I am trying to implement the data.table
equivalent of a "drag value" in Excel. This is an example of the original data and desired_output
:
d <- data.table(input = c('bla',NA,NA,'ble',NA,NA,NA,NA,'ble',NA),
group = c(1,1,1,1,1,2,2,2,2,2),
desired_output = c('bla','bla','bla','ble','ble',NA,NA,NA,'ble','ble')
)
#> 1: bla 1 bla
#> 2: <NA> 1 bla
#> 3: <NA> 1 bla
#> 4: ble 1 ble
#> 5: <NA> 1 ble
#> 6: <NA> 2 <NA>
#> 7: <NA> 2 <NA>
#> 8: <NA> 2 <NA>
#> 9: ble 2 ble
#>10: <NA> 2 ble
This is, If a cell is filled out and the cell below is missing, replace it with the value above. Then repeat for subsequent rows. This should be done within gruops.
OBS: the by gruop makes this question different from the replacing NAs with latest nonNA value. One commented suggested the zoo::na.locf but it does not seem to wrok with the by clause:
#> d[, desired_output := zoo::na.locf(input), by = .(group)]

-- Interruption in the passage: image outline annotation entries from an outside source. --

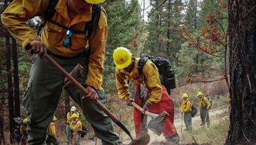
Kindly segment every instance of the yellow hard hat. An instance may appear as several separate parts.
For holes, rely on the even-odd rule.
[[[77,114],[76,113],[73,113],[73,114],[71,115],[70,117],[71,117],[72,118],[77,118],[78,116],[77,116]]]
[[[24,118],[24,119],[23,120],[23,123],[27,123],[27,122],[28,122],[28,118]]]
[[[102,3],[103,2],[105,1],[105,0],[84,0],[87,3],[89,4],[99,4],[99,3]]]
[[[53,116],[52,121],[57,120],[57,118],[54,116]]]
[[[203,95],[203,93],[202,93],[201,92],[198,92],[197,93],[197,96],[200,96],[200,95]]]
[[[187,93],[183,93],[182,95],[182,98],[188,98],[188,95]]]
[[[118,69],[124,69],[131,64],[132,53],[125,47],[118,47],[113,53],[113,59]]]

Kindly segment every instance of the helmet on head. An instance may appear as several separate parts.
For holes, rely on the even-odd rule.
[[[70,117],[71,117],[71,118],[77,118],[78,116],[77,116],[77,114],[76,113],[73,113],[73,114],[71,115]]]
[[[52,121],[57,120],[57,118],[54,116],[53,116]]]
[[[118,47],[113,53],[113,59],[118,69],[124,69],[131,64],[132,53],[125,47]]]
[[[70,111],[76,111],[76,107],[75,106],[72,106]]]
[[[99,4],[102,3],[105,0],[84,0],[87,3],[89,4]]]
[[[202,93],[201,92],[198,92],[197,93],[197,96],[200,96],[200,95],[203,95],[203,93]]]
[[[28,122],[28,118],[24,118],[24,119],[23,120],[23,123],[27,123],[27,122]]]
[[[187,93],[183,93],[182,95],[182,98],[188,98],[188,95]]]

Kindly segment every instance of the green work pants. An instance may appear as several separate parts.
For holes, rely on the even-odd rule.
[[[59,144],[57,139],[53,137],[52,136],[47,136],[46,137],[46,144],[51,145],[52,143],[54,145]]]
[[[66,123],[66,134],[67,134],[67,143],[71,143],[72,133],[70,128],[70,125]]]
[[[192,117],[191,112],[184,113],[184,122],[186,130],[192,130]]]
[[[79,63],[84,71],[79,83],[84,85],[88,70],[88,61],[84,57],[63,59],[49,54],[67,72],[70,72]],[[27,110],[29,144],[44,144],[49,124],[52,121],[61,93],[65,77],[46,59],[35,55],[32,60],[28,89],[23,99]],[[81,90],[73,86],[67,89],[73,100],[81,107],[83,113],[94,129],[102,144],[117,144],[119,137],[114,132],[110,118],[92,101],[81,99]],[[102,88],[97,90],[99,100],[104,104],[105,93]]]
[[[205,125],[205,120],[207,125],[210,125],[210,119],[209,118],[209,111],[206,108],[200,108],[200,118],[202,120],[202,124]]]

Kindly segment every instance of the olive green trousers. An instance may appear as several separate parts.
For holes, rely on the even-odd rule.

Error in `[.data.table`(d, , `:=`(desired_output, zoo::na.locf(input)), :
Supplied 2 items to be assigned to group 2 of size 5 in column 'desired_output'. The RHS length must either be 1 (single values are ok) or match the LHS length exactly. If you wish to 'recycle' the RHS please use rep() explicitly to make this intent clear to readers of your code.